C’era bisogno di ragionare ancora e sviluppare ulteriormente il genere, e questo sviluppo avverrà
negli anni ’70 con Torquato Tasso, che rinnova ulteriormente il genere; questo rinnovamento passa
per la Gerusalemme Liberata.
LA GERUSALMME LIBERATA di Torquato Tasso
Legame con la realtà storica e il presente: l’argomento è una crociata. In quegli stessi anni le
punizioni antimusulmane si facevano sempre più forti, quindi l’argomento è attualissimo.
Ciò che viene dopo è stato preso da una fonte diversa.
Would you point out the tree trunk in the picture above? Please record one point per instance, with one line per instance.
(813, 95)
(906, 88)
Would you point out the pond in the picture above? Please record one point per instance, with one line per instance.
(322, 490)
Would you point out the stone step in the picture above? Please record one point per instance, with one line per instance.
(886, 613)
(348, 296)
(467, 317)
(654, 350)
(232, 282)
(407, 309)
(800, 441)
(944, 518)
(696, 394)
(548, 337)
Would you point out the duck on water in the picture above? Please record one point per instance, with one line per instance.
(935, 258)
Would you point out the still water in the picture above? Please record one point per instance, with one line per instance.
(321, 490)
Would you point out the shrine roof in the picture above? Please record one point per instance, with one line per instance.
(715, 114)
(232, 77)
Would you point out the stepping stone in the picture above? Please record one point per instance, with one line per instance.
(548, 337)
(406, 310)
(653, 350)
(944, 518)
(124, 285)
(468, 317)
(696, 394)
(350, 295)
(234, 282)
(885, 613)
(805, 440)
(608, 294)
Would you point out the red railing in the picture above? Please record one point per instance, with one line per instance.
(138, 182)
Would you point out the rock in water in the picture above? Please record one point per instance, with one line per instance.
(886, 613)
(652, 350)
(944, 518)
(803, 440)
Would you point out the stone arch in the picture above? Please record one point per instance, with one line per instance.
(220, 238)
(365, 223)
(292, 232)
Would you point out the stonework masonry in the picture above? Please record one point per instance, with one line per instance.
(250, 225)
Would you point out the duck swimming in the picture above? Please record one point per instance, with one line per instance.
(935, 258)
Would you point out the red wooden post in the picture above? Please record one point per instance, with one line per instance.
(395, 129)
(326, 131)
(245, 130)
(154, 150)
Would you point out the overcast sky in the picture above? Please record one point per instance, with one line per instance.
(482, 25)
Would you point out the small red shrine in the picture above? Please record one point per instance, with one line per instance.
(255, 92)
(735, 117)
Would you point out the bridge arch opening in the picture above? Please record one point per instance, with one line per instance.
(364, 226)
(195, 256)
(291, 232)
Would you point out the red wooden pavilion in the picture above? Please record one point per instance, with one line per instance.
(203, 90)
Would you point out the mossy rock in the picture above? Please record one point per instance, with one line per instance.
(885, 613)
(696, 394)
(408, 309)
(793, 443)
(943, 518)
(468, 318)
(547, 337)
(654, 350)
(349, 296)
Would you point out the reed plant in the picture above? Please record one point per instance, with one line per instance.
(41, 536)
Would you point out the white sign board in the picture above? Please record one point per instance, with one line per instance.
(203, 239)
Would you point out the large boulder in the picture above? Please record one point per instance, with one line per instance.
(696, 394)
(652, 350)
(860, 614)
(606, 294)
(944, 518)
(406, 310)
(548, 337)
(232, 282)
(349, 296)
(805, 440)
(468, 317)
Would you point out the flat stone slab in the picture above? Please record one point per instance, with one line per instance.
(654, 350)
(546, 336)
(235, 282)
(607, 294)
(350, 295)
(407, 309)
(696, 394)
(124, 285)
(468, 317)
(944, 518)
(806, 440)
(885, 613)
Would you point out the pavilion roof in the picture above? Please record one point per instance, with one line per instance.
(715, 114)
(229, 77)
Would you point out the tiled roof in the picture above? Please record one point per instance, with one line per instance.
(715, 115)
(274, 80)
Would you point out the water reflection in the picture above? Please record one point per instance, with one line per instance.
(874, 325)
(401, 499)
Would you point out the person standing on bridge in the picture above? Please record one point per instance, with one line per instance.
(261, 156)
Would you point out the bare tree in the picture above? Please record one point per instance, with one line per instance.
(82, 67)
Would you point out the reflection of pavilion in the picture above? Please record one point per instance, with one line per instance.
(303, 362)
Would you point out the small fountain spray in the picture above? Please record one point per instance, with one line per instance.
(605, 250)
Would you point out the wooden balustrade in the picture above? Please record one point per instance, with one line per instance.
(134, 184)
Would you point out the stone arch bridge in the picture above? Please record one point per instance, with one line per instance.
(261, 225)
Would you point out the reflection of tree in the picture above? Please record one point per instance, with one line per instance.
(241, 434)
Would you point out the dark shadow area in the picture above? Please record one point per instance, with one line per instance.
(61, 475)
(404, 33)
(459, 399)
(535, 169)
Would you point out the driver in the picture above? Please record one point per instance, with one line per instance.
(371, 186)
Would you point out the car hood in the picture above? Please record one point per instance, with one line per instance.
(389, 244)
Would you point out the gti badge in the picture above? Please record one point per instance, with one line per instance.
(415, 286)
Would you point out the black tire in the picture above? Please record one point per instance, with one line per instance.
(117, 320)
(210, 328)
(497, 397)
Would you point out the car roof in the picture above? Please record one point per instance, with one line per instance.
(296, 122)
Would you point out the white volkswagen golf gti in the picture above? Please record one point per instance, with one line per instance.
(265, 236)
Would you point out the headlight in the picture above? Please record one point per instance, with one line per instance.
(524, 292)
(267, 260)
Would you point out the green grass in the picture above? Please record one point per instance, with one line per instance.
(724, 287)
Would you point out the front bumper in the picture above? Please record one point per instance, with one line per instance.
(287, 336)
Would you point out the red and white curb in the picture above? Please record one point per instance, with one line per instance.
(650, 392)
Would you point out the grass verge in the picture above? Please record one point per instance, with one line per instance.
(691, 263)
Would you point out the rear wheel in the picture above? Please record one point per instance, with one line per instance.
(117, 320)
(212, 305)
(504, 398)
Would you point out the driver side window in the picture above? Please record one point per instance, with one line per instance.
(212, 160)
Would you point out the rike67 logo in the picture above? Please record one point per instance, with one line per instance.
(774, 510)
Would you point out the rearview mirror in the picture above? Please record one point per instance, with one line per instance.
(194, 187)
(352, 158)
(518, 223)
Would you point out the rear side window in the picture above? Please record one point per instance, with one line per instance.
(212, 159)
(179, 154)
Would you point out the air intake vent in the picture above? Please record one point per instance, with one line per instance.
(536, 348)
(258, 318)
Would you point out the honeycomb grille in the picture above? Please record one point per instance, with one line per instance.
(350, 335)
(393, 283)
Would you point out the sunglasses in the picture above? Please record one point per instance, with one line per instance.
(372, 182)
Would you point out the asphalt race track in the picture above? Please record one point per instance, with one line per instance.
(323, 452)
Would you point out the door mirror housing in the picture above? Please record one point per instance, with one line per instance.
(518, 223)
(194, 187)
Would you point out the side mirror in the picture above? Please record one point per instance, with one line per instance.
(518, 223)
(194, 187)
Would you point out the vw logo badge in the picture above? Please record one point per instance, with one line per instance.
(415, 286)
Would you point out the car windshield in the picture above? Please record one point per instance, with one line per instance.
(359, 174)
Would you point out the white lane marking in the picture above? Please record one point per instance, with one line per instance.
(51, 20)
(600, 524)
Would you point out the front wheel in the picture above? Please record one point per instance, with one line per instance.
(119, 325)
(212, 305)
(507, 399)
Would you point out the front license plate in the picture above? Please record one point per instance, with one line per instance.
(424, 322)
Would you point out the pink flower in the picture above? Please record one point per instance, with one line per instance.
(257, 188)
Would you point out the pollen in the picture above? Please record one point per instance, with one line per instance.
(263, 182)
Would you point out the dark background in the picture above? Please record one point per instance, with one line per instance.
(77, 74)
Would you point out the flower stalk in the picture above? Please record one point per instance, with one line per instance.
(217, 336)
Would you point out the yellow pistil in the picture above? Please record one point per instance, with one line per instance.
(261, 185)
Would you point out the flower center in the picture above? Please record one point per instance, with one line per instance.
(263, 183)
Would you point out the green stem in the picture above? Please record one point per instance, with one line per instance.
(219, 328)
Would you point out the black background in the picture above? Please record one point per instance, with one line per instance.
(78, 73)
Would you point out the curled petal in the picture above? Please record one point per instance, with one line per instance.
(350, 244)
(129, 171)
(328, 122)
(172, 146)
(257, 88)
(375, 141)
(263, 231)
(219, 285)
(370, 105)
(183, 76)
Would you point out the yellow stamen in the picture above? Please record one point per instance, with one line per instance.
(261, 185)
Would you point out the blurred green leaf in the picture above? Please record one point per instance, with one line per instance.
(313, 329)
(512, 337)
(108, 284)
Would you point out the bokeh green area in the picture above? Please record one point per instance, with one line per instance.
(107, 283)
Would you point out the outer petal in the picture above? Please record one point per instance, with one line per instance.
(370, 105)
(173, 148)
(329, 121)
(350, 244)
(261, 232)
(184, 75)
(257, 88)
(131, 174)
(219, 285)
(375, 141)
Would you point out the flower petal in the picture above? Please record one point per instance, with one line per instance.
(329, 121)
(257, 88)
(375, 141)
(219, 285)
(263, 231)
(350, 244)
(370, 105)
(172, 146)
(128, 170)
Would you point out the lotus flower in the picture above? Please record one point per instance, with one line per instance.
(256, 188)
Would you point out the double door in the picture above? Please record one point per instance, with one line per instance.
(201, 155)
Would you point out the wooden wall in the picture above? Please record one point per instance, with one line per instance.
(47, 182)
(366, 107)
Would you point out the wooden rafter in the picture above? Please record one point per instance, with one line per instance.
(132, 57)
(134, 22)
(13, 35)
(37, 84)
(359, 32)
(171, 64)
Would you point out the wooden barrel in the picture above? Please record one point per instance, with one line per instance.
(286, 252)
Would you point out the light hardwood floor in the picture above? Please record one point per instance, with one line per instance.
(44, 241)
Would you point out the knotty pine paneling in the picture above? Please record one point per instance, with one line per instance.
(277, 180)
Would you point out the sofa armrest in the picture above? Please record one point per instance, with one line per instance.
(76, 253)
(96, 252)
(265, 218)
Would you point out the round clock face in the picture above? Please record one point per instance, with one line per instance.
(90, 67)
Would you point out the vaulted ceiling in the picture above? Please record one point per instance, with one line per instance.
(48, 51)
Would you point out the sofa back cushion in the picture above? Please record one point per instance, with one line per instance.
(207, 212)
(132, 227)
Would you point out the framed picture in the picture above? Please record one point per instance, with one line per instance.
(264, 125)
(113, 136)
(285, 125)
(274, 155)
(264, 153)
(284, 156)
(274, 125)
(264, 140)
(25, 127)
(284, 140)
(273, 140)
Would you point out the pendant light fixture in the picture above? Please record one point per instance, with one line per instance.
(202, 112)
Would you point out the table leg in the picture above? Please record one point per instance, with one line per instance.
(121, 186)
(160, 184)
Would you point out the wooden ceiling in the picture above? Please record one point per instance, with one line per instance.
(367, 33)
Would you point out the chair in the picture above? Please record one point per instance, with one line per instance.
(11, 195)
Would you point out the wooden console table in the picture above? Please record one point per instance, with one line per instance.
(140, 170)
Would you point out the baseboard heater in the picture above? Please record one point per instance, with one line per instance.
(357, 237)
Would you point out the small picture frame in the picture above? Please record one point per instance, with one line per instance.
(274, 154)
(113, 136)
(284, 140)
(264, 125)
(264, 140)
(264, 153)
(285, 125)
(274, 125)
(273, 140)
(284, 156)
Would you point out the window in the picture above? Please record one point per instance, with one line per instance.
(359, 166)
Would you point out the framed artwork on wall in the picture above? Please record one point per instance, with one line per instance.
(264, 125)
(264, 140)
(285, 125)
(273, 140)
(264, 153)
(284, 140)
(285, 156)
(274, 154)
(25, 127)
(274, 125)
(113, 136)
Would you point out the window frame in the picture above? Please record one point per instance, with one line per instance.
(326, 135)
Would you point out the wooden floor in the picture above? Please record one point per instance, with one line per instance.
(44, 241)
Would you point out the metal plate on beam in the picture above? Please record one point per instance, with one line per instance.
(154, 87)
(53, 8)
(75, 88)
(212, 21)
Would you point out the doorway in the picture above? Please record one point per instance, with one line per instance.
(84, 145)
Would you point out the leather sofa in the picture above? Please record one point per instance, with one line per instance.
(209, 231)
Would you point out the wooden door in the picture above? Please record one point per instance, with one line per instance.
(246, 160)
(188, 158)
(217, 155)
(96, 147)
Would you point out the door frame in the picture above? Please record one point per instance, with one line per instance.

Tasso non
accetta pacificamente il dialogo con il genere, perché si limita a pensare a “cosa potrebbe essere
cristianamente accettabile?”. Chi scriveva doveva far passare i suoi testi sotto l’occhio
dell’inquisizione, quindi parlare di argomenti troppo fantasiosi (maghi, stregoni, pozioni) poteva
essere rischioso, quindi essendo impaurito evita di trascendere troppo con la fantasia; l’unico modo
era inserire i miracoli, perché cristianamente sono riconosciuti come fatto storico.
Non è un caso che pochi anni dopo venga pubblicato Don Chisciotte, che è un romanzo sulle follie
cavalleresche di una figura che ha finito per confondere realtà e fantasia.